Tonight I am fortunate to spend it with those I love. The beautiful Leuches and my family and I are able to spend these last moments, and first moments, together. Watching everyone play together makes me feel confident in my choice to leave the hospital before Christmas. This is what life is about. Being present and being able to enjoy and love on others. I am able to see my sisters and their friends grow and develop each day. I get to see the most beautiful parts of life with this new perspective. Yes, I feel my lungs beginning to shut down, but I feel so much love growing in the crevices.
Thank you 2016. Thank you for everything. Thank you for making me fight like I’ve never fought before, enjoy laughter like I’ve never before, and appreciate everything. You have brought me to my sickest moments, you even gave me a terminal illness. You also gave me so many gifts… growth of friendships, light, joy. You have torn my family apart by making some of us stay at CHW in Milwaukee and the others back at home having to see the empty rooms and chairs.
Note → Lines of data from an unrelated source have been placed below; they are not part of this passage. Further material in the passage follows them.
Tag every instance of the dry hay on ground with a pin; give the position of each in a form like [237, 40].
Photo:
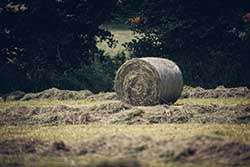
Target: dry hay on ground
[121, 113]
[220, 91]
[191, 149]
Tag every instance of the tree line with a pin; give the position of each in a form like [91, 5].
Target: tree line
[52, 43]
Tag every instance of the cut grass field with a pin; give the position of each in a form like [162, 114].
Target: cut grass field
[75, 134]
[82, 133]
[232, 101]
[110, 145]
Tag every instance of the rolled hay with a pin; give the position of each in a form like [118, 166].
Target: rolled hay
[148, 81]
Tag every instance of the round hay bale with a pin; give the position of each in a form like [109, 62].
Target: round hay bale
[148, 81]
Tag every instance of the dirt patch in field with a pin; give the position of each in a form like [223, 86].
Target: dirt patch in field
[221, 91]
[121, 113]
[142, 148]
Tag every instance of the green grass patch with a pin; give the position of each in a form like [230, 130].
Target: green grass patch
[231, 101]
[79, 133]
[48, 102]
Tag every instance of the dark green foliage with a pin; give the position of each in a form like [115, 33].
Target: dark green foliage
[44, 43]
[208, 39]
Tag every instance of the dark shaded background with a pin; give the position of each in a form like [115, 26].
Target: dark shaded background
[52, 43]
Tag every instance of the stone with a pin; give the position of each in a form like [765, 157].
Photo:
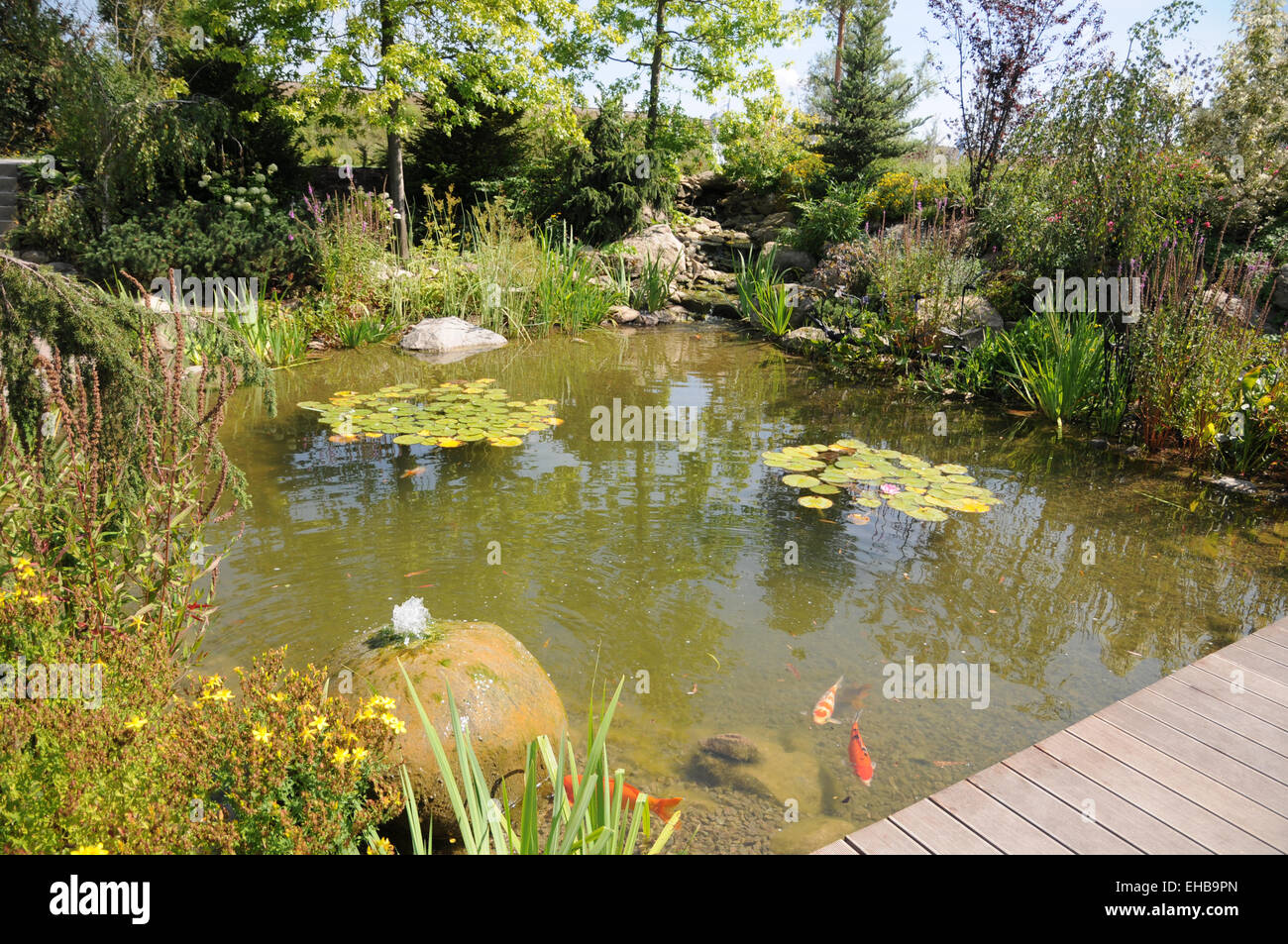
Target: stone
[501, 693]
[732, 747]
[655, 244]
[450, 335]
[790, 259]
[800, 339]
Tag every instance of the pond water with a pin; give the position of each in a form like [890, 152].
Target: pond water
[698, 567]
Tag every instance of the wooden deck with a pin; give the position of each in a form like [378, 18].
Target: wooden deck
[1190, 764]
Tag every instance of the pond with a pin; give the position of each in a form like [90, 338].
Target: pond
[694, 563]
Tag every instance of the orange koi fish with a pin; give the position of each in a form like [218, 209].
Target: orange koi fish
[656, 805]
[859, 758]
[823, 710]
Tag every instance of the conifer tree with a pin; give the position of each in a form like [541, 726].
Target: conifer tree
[866, 117]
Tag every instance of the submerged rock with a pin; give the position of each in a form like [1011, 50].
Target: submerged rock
[733, 747]
[449, 335]
[503, 697]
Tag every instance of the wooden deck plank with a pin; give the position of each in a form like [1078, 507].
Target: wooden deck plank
[1245, 700]
[939, 832]
[1193, 771]
[1155, 798]
[885, 839]
[997, 823]
[1196, 763]
[1223, 710]
[1132, 824]
[1267, 648]
[1253, 681]
[1055, 816]
[1275, 633]
[1210, 733]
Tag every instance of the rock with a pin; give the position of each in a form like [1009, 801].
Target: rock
[450, 335]
[961, 313]
[732, 747]
[657, 244]
[501, 693]
[787, 258]
[800, 339]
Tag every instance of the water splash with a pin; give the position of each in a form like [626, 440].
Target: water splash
[410, 620]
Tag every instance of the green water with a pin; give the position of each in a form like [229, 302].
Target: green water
[626, 557]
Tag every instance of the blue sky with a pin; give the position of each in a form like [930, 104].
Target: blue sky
[911, 16]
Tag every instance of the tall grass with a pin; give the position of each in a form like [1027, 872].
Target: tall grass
[589, 824]
[1061, 369]
[763, 299]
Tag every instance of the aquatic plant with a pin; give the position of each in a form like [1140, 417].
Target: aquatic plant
[446, 416]
[879, 476]
[1061, 371]
[591, 823]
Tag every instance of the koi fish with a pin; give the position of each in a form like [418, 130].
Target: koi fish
[823, 710]
[656, 805]
[859, 758]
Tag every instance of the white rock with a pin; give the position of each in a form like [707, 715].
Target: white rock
[445, 335]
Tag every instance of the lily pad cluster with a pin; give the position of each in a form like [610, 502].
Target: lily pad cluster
[449, 415]
[879, 476]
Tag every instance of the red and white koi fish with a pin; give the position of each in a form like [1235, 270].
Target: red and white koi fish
[859, 758]
[823, 710]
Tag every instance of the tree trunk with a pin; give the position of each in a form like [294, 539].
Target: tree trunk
[393, 150]
[655, 76]
[840, 43]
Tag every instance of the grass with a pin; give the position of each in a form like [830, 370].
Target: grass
[1060, 373]
[761, 297]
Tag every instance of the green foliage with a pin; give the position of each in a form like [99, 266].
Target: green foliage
[1057, 364]
[603, 193]
[591, 823]
[866, 117]
[236, 231]
[30, 51]
[763, 299]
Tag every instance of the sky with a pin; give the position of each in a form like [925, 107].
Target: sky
[910, 17]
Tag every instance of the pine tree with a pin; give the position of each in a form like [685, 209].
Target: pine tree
[866, 117]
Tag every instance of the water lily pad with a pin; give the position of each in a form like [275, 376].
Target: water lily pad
[800, 480]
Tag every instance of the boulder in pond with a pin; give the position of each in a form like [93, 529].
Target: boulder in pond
[503, 697]
[450, 335]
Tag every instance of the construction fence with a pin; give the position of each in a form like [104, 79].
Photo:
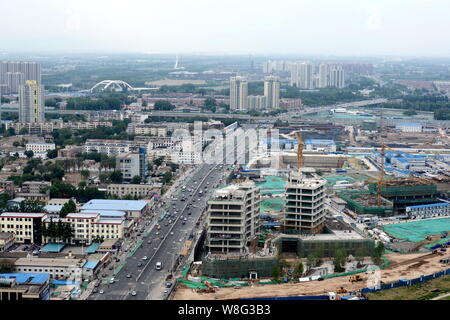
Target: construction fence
[407, 282]
[239, 268]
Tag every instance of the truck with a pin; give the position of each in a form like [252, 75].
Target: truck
[355, 278]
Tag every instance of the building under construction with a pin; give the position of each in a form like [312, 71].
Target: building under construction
[406, 192]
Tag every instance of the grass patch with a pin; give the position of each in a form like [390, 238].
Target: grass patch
[420, 291]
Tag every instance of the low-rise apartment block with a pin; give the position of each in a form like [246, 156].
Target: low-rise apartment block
[135, 190]
[26, 227]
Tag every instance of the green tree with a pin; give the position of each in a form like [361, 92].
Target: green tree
[29, 154]
[311, 261]
[85, 174]
[68, 207]
[339, 259]
[158, 161]
[116, 177]
[163, 105]
[276, 273]
[378, 252]
[136, 180]
[299, 270]
[52, 154]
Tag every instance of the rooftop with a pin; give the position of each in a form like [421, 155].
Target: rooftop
[432, 205]
[50, 262]
[27, 278]
[115, 205]
[105, 213]
[22, 215]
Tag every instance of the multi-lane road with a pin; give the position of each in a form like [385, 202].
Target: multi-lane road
[164, 245]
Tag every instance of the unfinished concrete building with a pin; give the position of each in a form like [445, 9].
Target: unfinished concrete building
[232, 218]
[304, 210]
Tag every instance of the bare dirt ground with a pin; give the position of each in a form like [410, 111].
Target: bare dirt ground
[403, 266]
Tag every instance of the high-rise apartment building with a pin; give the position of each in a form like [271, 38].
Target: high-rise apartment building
[323, 76]
[337, 77]
[9, 71]
[272, 92]
[257, 102]
[31, 102]
[232, 217]
[132, 164]
[304, 210]
[238, 94]
[302, 75]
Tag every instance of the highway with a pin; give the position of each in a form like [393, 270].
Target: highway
[165, 244]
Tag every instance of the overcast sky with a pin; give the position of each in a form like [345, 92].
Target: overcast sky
[323, 27]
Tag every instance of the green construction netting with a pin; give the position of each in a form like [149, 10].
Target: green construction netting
[275, 204]
[273, 183]
[384, 265]
[416, 231]
[331, 180]
[185, 270]
[192, 285]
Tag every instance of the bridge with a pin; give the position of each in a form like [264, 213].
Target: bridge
[116, 85]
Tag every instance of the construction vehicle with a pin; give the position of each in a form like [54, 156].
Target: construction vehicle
[355, 278]
[341, 290]
[209, 287]
[381, 181]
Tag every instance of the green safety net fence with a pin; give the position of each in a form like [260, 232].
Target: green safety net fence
[185, 270]
[276, 204]
[417, 231]
[386, 263]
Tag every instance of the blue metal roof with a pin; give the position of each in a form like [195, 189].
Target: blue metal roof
[53, 208]
[114, 205]
[106, 213]
[320, 141]
[90, 264]
[409, 124]
[440, 204]
[53, 247]
[93, 248]
[27, 278]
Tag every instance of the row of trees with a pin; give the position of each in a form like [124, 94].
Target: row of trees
[66, 136]
[58, 231]
[340, 257]
[82, 193]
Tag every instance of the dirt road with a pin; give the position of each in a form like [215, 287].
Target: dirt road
[403, 266]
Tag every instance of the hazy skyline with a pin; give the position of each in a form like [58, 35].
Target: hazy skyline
[323, 27]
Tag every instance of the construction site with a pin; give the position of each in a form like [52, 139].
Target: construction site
[294, 226]
[397, 266]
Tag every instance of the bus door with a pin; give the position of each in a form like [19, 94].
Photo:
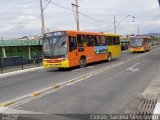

However, this gave us the ability to be so joyous when we are all together. And I am glad that with my Hospice, Palliative Care, and Complex Care teams we will strive to provide more joyous moments. Thank you for gifting me another 365 days here with those I love.
2016 was when my fight launched to the stars and beyond… thank you 2016 for everything you have brought. 2017, I am ready to deal with what you have in plan. Because I know I have the capability to make it beautiful with my people behind me.
Goodbye 2016, Hello 2017. Happy New Years everyone.